Thanks, Daemyn! I'm touched!
Best thing I can tell you is you've gotta make em respect you. That's one of the hardest things. Once you get their respect and they listen to you, this opens a whole world of teaching and coaching possibilities. BUT, you gotta do it in a "fun" way.
When I very first started coaching a team of 9-11 year olds, whenever I'd blow the whistle to bring them to center and start the practice, they'd take forever to get to the center. They'd all keep shooting the pucks around, chasing eachother etc... When I'd go get those guys who were goofing off, the few who did actually come to center would start skating off as soon as I left them. This happened on the first three practices and I decided it was time to show them I meant business.
The next practice I blew the whistle and again, only a handful of kids came to center while the rest were still goofing around. I started counting out loud. "1,2,3,4.." Then I asked the kids that were in center with me to come on and join me in counting, and they did."FIVE, SIX, SEVEN - louder, count louder everyone! EIGHT, NINE,..." Finally, one of the kids spoke up and said "Hey, coach, why are we all counting?"
I paused counting to answer him "Oh, it's simple Danny, we're counting the number of laps everyone will do until we all line up in the center" and I then continued counting "TEN, ELEVEN...."
"AAAAAAAAGGGGGGGGHHHHHHHH!!!" All the kids in center screamed! They immediately skated off to round up the bunch and by the time everyone finally got to center I had counted to 20. They skated all 20 laps.
The next week, I blew the whistle, started counting, and they only had to do 8 laps. The next week, 4 laps. Since then they've not had to skate laps and I don't count anymore.
For two years now, when I blow the whistle, they stop on a dime and line up in a half-arc formation sitting crosslegged. They do it now not because of the fear of skating laps, nor even out of respect for me I guess. They do it because they heard the whistle.
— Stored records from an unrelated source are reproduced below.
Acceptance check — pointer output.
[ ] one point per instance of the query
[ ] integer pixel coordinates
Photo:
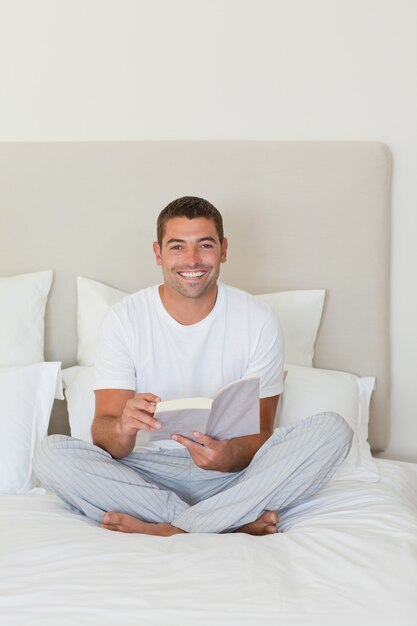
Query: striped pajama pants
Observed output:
(166, 485)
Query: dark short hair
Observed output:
(189, 207)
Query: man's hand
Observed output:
(209, 453)
(138, 414)
(120, 414)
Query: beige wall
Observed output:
(231, 69)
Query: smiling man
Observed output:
(189, 336)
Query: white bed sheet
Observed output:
(347, 557)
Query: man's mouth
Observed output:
(195, 274)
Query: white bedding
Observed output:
(347, 557)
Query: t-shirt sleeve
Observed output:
(267, 359)
(114, 367)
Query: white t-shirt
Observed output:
(141, 347)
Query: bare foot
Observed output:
(264, 525)
(124, 523)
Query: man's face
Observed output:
(190, 256)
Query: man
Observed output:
(189, 337)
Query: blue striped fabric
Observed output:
(166, 486)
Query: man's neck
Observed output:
(185, 310)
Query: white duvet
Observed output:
(347, 557)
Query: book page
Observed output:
(235, 410)
(180, 422)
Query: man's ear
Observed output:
(223, 257)
(157, 252)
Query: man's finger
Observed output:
(205, 440)
(188, 443)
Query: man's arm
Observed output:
(234, 454)
(119, 415)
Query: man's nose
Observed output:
(193, 256)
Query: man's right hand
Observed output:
(138, 414)
(120, 414)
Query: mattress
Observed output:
(348, 556)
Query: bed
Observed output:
(308, 225)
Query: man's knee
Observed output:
(48, 455)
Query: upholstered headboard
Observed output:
(297, 214)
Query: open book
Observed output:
(233, 412)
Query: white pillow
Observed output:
(26, 398)
(22, 312)
(94, 300)
(299, 313)
(308, 391)
(78, 389)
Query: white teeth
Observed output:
(192, 274)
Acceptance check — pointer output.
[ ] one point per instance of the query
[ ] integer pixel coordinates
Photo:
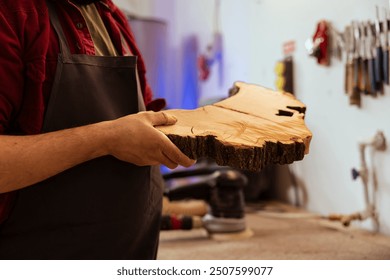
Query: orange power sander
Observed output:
(222, 190)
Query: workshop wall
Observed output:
(253, 32)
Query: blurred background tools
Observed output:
(222, 191)
(365, 45)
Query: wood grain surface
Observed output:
(250, 129)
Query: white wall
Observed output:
(254, 31)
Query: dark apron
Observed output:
(103, 208)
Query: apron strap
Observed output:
(64, 48)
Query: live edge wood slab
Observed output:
(252, 128)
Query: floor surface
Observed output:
(279, 233)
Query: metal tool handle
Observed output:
(385, 66)
(378, 69)
(348, 85)
(371, 75)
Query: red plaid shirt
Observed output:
(28, 60)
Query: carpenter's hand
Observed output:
(134, 139)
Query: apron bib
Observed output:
(103, 208)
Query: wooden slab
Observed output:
(254, 127)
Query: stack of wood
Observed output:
(254, 127)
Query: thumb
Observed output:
(162, 118)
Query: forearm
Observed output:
(26, 160)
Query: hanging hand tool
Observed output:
(349, 45)
(355, 98)
(385, 49)
(362, 60)
(378, 55)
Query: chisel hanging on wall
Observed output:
(378, 55)
(385, 48)
(355, 98)
(370, 63)
(349, 45)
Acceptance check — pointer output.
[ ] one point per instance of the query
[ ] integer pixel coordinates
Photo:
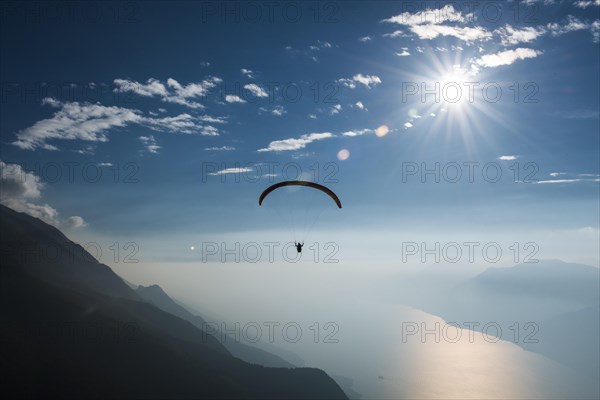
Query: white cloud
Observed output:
(335, 109)
(572, 24)
(256, 90)
(296, 143)
(150, 144)
(560, 181)
(394, 34)
(320, 45)
(209, 130)
(430, 23)
(466, 34)
(76, 222)
(75, 121)
(429, 16)
(506, 57)
(531, 2)
(19, 188)
(367, 80)
(247, 72)
(586, 3)
(172, 92)
(232, 98)
(232, 171)
(511, 36)
(222, 148)
(358, 132)
(276, 110)
(214, 120)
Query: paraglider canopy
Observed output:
(322, 188)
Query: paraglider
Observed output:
(322, 188)
(304, 205)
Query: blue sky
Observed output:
(172, 102)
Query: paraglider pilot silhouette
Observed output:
(313, 185)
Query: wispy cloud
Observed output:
(367, 80)
(222, 148)
(256, 90)
(296, 143)
(358, 132)
(21, 190)
(150, 144)
(394, 34)
(360, 105)
(232, 171)
(233, 98)
(511, 36)
(275, 110)
(573, 24)
(172, 92)
(247, 72)
(586, 3)
(434, 22)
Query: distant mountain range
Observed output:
(70, 327)
(560, 299)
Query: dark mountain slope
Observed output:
(64, 336)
On a similar note, I had a goalie who always seemed to have to tighten his skates just after skating drills started, IMHO he was just trying to skip out of half of the drills. Finally, I started making the whole group do pushups while we waiting for him to tighten his skates. Obviously, with 12 kids yelling at him to hurry it up, he seemed to suddenly become more thorough in fastening his skates the first time!
Bernie
P.S. Oh yeah, another important thing- design or use drills that minimize "waiting for your turn". Make some kids wait for even 2 minutes and watch your whole practice turn into a free-for-all!